Skipping composition. If /teach and /search can't be chained, they're worth half of what they could be. Design the body of each skill to scope cleanly: /search is about source ranking and citation, /teach is about pedagogy. Either can run alone, both can run together, the order encodes intent.

What to build first

I'll close on the advice I'd give anyone starting their own vocabulary.

Don't start with /done. Don't start with /fix-pr. Start with a meta-skill: a skill whose job is to create other skills.

Mine is small. It asks me four questions (what should it do, when should it fire, what tools does it need, are there side effects), generates the SKILL.md with a well-formed description and a procedural body, and drops it in the right folder. Every subsequent skill I built took half the time because I wasn't reinventing the frontmatter or the gate pattern each time.

The meta-skill is the bootstrap.

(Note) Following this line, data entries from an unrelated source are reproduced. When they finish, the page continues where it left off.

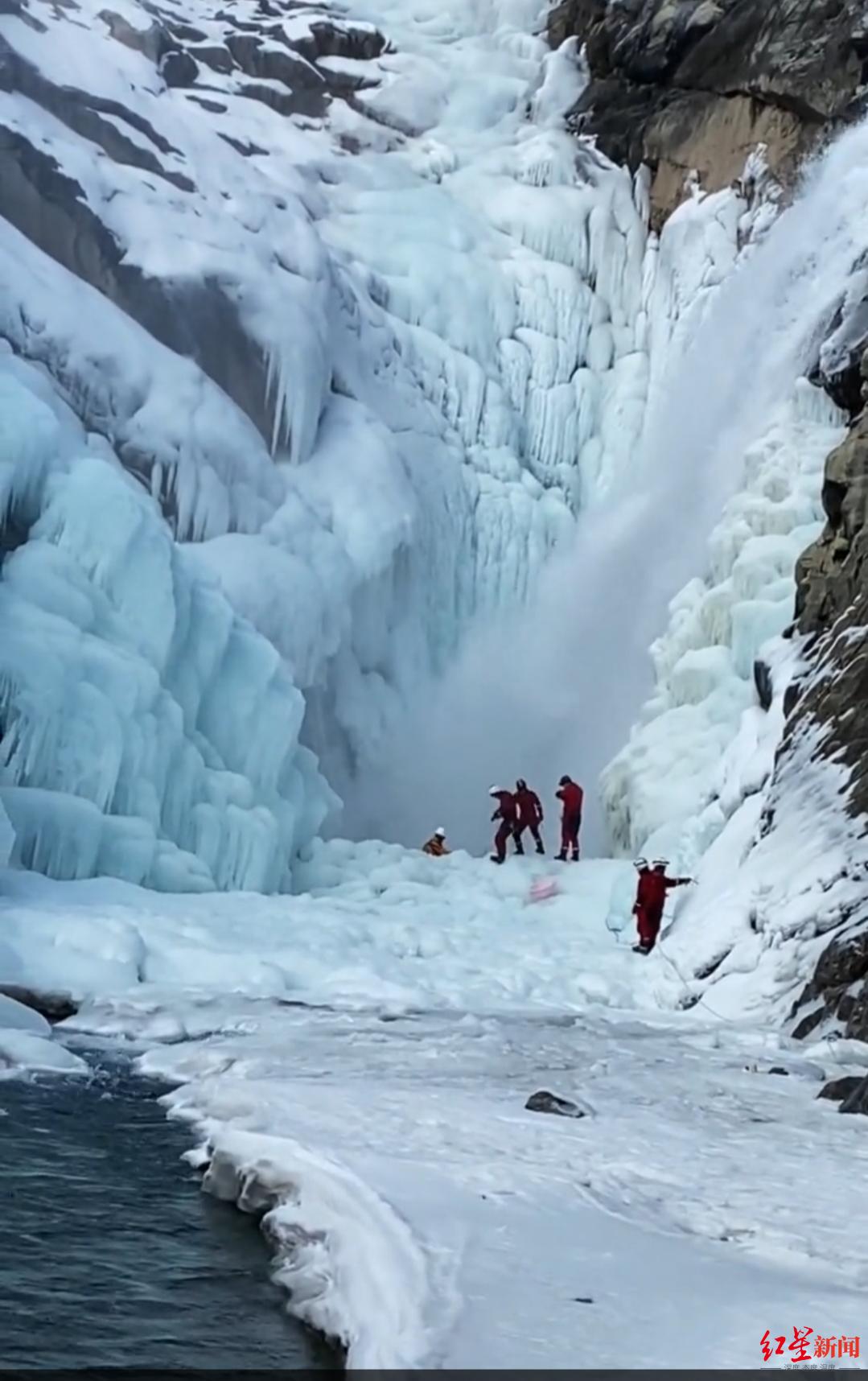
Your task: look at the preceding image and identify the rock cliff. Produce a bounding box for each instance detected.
[549,0,868,222]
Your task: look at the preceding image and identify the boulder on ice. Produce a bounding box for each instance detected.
[525,1088,586,1117]
[817,1074,862,1103]
[837,1074,868,1117]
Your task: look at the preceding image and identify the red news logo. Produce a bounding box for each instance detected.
[759,1329,858,1362]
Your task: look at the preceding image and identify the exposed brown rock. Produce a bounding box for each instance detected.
[549,0,868,220]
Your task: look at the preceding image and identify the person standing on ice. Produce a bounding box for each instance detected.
[633,859,693,954]
[555,776,585,864]
[488,785,513,864]
[513,777,545,853]
[422,826,450,859]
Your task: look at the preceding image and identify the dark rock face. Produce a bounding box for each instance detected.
[525,1088,585,1117]
[0,0,388,525]
[817,1074,864,1103]
[792,931,868,1040]
[549,0,868,218]
[837,1074,868,1117]
[754,659,774,710]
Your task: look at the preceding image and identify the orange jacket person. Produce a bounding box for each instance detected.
[422,826,450,859]
[555,776,585,864]
[633,859,693,954]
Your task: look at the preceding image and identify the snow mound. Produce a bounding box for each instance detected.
[187,1127,429,1371]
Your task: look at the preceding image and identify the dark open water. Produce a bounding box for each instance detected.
[0,1053,341,1370]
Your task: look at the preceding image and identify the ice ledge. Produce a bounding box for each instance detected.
[170,1121,432,1370]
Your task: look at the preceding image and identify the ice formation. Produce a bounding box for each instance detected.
[0,355,330,891]
[0,0,668,888]
[0,0,866,889]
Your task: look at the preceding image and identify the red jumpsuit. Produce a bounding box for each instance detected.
[633,868,690,949]
[492,791,517,864]
[515,785,544,853]
[555,781,585,860]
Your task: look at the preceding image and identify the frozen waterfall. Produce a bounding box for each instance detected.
[364,123,868,849]
[0,0,868,889]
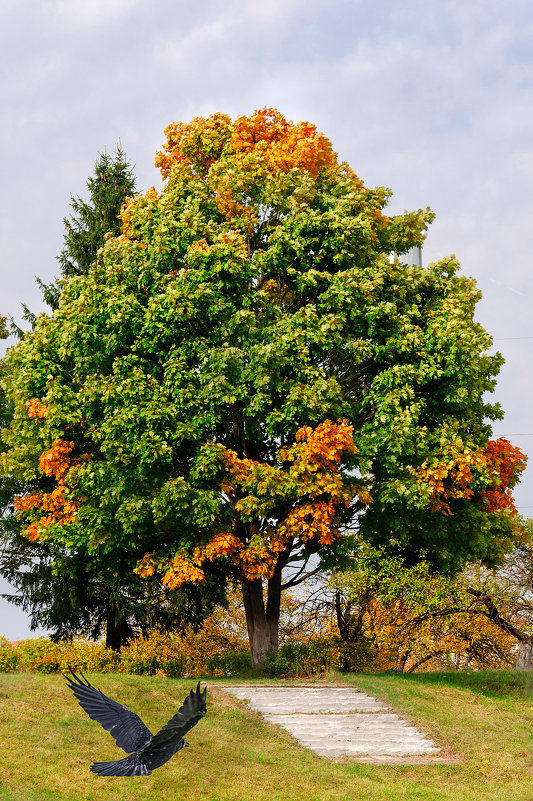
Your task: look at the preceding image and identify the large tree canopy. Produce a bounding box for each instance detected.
[0,109,523,664]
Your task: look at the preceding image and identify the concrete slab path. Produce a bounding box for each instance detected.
[219,684,444,763]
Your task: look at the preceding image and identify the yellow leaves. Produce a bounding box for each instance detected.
[13,492,43,512]
[161,552,205,590]
[155,112,232,179]
[278,501,339,545]
[136,420,362,588]
[231,108,336,178]
[280,420,357,472]
[194,533,243,564]
[26,398,48,420]
[39,438,74,479]
[417,438,526,514]
[15,438,89,540]
[187,238,209,255]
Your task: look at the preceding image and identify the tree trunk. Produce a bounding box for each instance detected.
[242,567,281,670]
[515,637,533,670]
[105,607,132,651]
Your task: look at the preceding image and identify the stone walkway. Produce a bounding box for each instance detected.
[219,684,442,764]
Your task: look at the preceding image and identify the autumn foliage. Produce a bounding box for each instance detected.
[137,420,364,588]
[418,437,527,515]
[2,108,524,665]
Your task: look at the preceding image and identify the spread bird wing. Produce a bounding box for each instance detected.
[63,667,153,753]
[139,682,207,770]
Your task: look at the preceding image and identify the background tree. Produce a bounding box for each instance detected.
[0,152,223,650]
[334,521,533,672]
[3,109,524,666]
[37,145,135,309]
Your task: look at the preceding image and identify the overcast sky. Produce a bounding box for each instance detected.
[0,0,533,639]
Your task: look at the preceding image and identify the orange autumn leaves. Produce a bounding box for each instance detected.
[14,399,89,540]
[137,420,371,588]
[150,108,337,232]
[417,437,526,515]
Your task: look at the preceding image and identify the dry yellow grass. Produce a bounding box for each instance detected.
[0,673,533,801]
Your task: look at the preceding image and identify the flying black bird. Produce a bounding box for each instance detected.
[63,667,207,776]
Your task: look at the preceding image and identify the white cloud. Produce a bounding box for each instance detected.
[43,0,141,31]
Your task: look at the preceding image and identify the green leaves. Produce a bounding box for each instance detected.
[0,110,508,604]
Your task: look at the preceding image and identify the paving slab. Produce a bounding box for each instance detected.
[219,685,440,762]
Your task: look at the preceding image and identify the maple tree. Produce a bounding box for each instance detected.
[3,109,524,666]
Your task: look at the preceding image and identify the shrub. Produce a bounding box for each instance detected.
[0,635,19,673]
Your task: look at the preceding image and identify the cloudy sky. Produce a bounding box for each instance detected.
[0,0,533,639]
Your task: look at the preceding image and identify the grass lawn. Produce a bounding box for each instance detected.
[0,671,533,801]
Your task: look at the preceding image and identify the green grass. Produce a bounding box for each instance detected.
[0,671,533,801]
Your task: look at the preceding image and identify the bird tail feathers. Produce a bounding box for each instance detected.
[91,754,152,776]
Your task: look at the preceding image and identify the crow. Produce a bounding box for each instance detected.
[63,665,207,776]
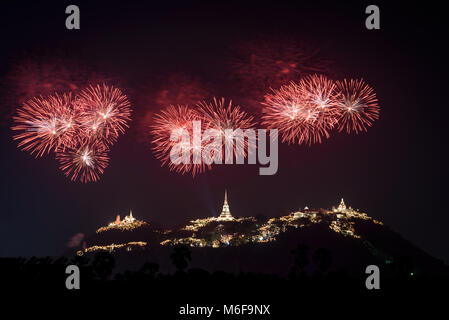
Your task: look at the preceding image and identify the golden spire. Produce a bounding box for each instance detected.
[218,189,234,221]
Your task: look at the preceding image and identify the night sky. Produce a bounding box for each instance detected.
[0,1,449,262]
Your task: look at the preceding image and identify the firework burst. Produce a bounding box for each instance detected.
[11,94,78,157]
[56,140,109,183]
[76,84,131,144]
[262,81,323,144]
[337,79,380,134]
[150,105,210,176]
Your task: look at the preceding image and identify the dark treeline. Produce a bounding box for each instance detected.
[0,244,448,293]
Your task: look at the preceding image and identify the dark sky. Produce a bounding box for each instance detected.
[0,1,449,262]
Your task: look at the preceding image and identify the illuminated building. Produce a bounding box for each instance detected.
[97,210,147,233]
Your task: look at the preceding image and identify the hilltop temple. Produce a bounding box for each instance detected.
[97,210,147,233]
[217,190,234,221]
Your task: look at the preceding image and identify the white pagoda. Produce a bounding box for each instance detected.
[217,190,234,221]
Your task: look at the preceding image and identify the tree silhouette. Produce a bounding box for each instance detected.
[170,246,192,272]
[92,252,115,281]
[312,248,332,273]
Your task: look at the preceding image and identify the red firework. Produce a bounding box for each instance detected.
[262,75,338,145]
[76,84,131,144]
[150,106,210,176]
[56,140,109,183]
[11,94,78,157]
[198,98,256,161]
[337,79,380,134]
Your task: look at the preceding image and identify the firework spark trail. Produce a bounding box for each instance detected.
[300,74,340,143]
[198,98,256,162]
[337,79,380,134]
[262,80,328,144]
[56,140,109,183]
[150,105,211,176]
[76,84,131,145]
[11,94,78,157]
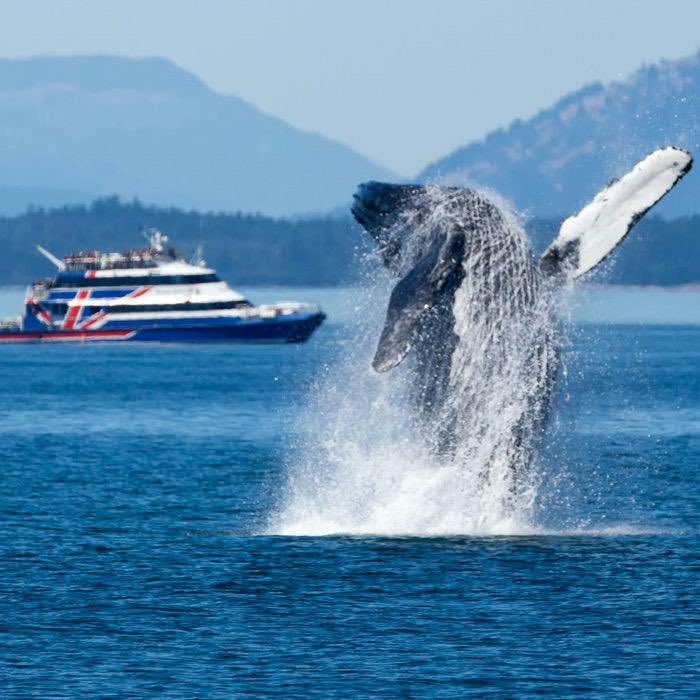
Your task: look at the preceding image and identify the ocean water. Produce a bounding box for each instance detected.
[0,288,700,698]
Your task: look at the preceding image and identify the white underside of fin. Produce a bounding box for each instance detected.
[543,147,693,277]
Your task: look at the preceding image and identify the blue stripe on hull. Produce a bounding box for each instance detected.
[130,313,325,343]
[0,312,326,343]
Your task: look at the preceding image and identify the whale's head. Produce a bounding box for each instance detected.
[352,182,508,371]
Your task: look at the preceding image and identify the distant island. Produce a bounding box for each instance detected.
[0,196,700,286]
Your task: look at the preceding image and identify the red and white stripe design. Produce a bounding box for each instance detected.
[76,286,153,330]
[63,289,91,330]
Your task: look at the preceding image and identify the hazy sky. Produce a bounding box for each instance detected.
[0,0,700,175]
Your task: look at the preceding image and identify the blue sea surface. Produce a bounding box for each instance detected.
[0,289,700,698]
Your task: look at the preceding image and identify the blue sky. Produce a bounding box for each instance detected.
[0,0,700,176]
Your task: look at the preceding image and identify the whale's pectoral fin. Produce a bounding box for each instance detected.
[372,233,465,372]
[540,147,693,278]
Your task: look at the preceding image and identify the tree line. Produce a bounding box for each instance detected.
[0,197,700,286]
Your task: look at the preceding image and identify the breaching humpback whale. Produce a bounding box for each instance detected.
[352,147,692,494]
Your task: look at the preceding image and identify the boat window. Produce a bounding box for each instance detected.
[104,299,251,314]
[50,273,221,288]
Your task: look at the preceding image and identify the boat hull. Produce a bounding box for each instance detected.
[0,312,325,344]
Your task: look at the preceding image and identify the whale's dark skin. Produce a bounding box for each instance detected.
[353,182,556,482]
[352,147,692,494]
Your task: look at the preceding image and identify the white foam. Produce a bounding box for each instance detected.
[268,190,554,536]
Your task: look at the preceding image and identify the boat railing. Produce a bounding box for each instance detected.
[0,316,22,333]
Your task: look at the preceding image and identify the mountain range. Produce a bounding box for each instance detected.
[0,53,700,218]
[0,56,396,216]
[418,52,700,217]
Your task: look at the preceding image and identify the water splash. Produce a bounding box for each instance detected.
[269,188,557,535]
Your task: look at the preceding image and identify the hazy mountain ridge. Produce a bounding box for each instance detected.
[419,53,700,216]
[0,56,395,216]
[0,197,700,286]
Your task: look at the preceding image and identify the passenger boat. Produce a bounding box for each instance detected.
[0,229,325,343]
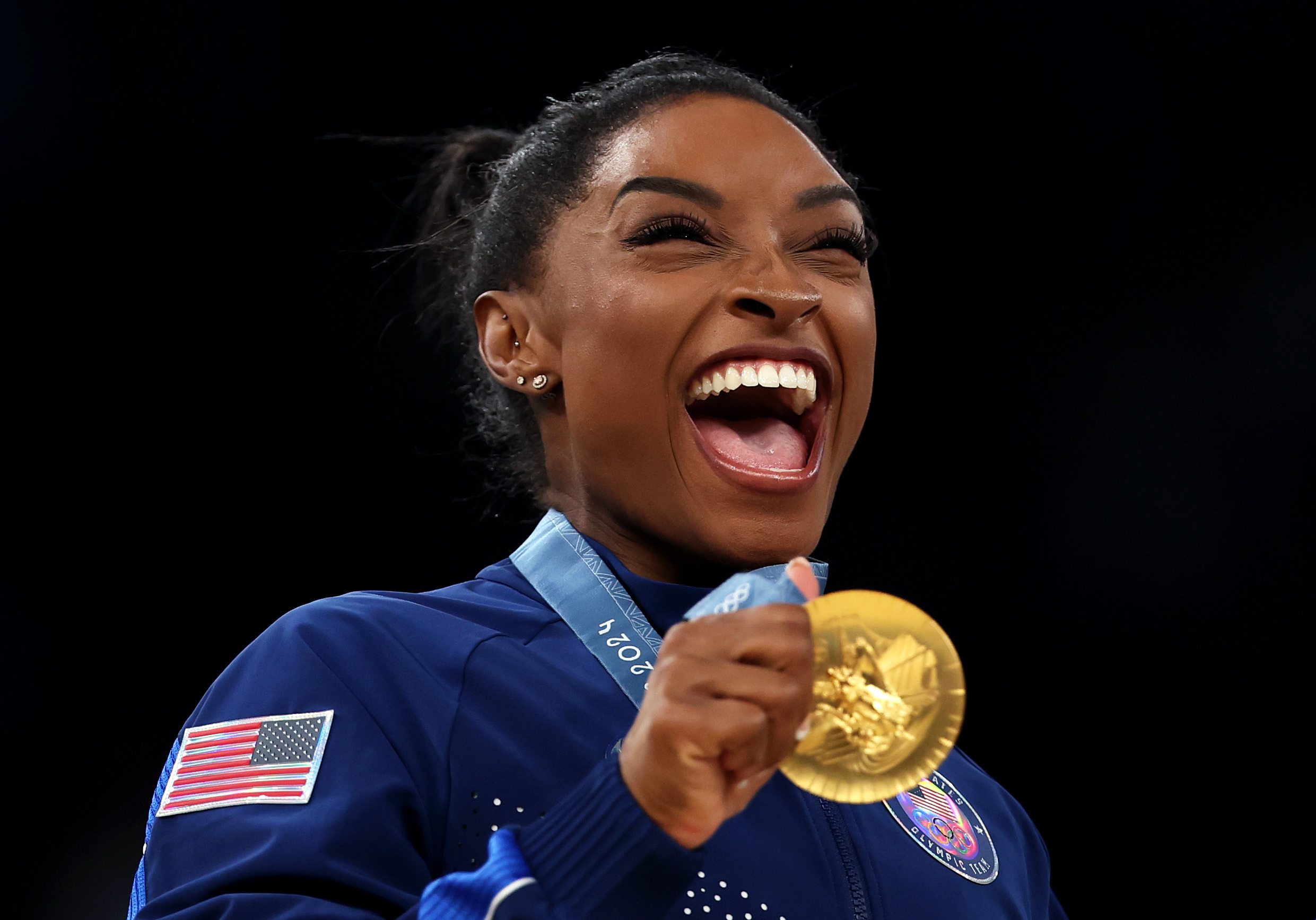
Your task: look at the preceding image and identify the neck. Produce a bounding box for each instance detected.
[542,502,734,587]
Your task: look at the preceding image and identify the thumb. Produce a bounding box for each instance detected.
[786,555,818,600]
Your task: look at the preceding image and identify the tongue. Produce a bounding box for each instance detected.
[695,416,809,470]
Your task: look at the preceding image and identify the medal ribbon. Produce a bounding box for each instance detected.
[512,511,826,708]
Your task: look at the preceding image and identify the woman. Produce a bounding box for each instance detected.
[132,55,1061,920]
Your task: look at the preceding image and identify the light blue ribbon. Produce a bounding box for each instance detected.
[512,511,826,707]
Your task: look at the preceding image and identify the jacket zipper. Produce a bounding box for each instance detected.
[818,799,871,920]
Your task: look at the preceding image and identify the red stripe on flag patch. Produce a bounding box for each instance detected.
[187,719,260,738]
[155,709,333,817]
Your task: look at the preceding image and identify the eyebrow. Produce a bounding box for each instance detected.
[795,186,864,213]
[609,175,727,212]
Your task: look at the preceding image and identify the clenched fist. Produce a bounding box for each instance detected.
[621,559,818,849]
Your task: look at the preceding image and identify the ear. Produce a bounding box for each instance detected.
[475,291,561,393]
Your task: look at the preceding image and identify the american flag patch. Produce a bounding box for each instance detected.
[155,709,333,817]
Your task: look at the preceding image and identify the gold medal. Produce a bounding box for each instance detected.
[782,591,965,803]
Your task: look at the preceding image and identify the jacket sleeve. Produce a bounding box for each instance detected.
[420,758,703,920]
[129,595,701,920]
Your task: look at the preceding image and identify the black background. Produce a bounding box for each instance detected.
[0,0,1316,919]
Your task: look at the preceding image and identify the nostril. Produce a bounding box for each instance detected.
[736,297,777,320]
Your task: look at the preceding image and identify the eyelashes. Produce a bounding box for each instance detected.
[807,226,878,265]
[621,215,878,265]
[621,215,713,249]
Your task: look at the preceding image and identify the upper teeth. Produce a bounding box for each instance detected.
[686,361,818,415]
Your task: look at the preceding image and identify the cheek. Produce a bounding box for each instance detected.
[561,271,698,392]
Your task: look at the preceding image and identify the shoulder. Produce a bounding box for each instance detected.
[188,560,556,725]
[254,559,556,658]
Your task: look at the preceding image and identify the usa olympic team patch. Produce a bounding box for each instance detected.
[882,772,1000,884]
[155,709,333,817]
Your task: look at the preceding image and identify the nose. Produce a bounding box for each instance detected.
[727,254,823,329]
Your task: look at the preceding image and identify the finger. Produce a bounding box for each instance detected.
[660,661,813,770]
[786,555,821,600]
[724,766,777,817]
[662,604,813,671]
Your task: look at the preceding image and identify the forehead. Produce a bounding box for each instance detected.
[594,96,842,197]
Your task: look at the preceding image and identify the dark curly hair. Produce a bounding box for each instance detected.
[412,52,858,503]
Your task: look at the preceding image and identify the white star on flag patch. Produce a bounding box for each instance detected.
[155,709,333,817]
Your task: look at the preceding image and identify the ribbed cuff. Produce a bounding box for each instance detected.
[517,758,704,919]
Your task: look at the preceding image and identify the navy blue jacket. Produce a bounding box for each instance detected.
[130,546,1064,920]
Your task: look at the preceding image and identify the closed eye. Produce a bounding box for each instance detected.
[621,215,713,249]
[804,226,878,265]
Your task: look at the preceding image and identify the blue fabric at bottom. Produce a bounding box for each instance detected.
[420,829,534,920]
[128,740,180,920]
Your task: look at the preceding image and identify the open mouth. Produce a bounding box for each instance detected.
[686,358,826,480]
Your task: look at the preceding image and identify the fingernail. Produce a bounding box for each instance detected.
[795,712,813,741]
[786,555,818,600]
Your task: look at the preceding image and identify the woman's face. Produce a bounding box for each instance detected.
[489,96,875,581]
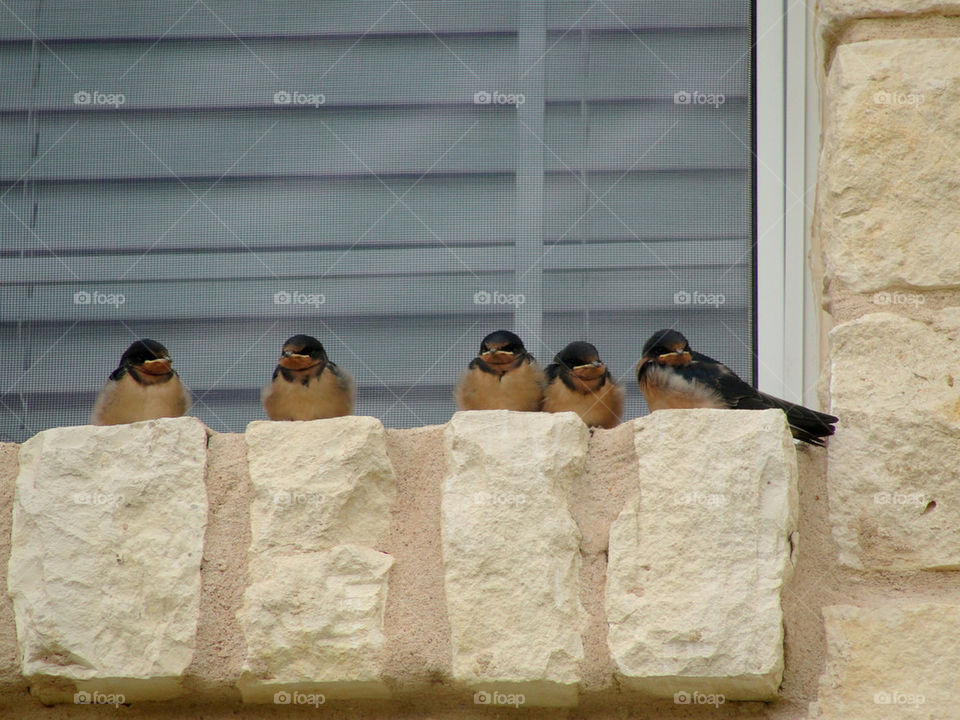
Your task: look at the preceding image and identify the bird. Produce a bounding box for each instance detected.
[260,335,354,420]
[90,338,190,425]
[454,330,546,412]
[543,341,623,429]
[637,330,839,447]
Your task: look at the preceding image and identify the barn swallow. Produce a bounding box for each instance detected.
[543,342,623,428]
[90,338,190,425]
[637,330,839,447]
[454,330,546,412]
[260,335,354,420]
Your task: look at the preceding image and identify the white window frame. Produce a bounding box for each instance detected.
[755,0,819,407]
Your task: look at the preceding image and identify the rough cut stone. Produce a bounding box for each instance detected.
[817,0,960,24]
[237,416,396,704]
[827,313,960,570]
[441,410,589,705]
[818,38,960,292]
[8,418,207,702]
[239,545,393,704]
[809,603,960,720]
[606,410,798,702]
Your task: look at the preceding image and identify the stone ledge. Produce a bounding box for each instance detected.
[8,418,207,702]
[816,38,960,292]
[809,603,960,720]
[606,410,798,700]
[0,411,808,707]
[827,313,960,571]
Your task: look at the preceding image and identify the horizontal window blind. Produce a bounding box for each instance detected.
[0,0,753,441]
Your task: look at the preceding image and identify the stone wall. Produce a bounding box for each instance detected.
[0,410,808,717]
[812,0,960,720]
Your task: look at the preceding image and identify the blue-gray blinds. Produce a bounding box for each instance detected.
[0,0,753,441]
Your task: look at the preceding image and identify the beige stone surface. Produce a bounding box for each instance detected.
[816,38,960,292]
[827,313,960,570]
[441,410,590,705]
[817,0,960,23]
[239,545,393,704]
[606,410,798,702]
[246,416,396,565]
[237,416,396,704]
[8,418,207,702]
[810,603,960,720]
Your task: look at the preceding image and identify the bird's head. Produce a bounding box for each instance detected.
[479,330,527,365]
[553,340,607,380]
[279,335,327,370]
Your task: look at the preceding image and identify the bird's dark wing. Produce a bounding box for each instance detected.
[543,363,560,382]
[324,360,353,390]
[679,353,838,446]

It's how the vocabulary becomes self-extending. Once you can author a skill in five minutes instead of fifty, the cost of naming a new mode drops below the cost of re-prompting for it, and the whole thing tips over into a workflow you actually live in.

Pick the friction you've felt three times this month. Give it a name. Give it a gate. Give it an output contract. That's a skill. Build the meta-skill that builds it. Then build the next one.

The day you reach for /review-plan the way you reach for git status, you're done. The vocabulary has eaten the prompts.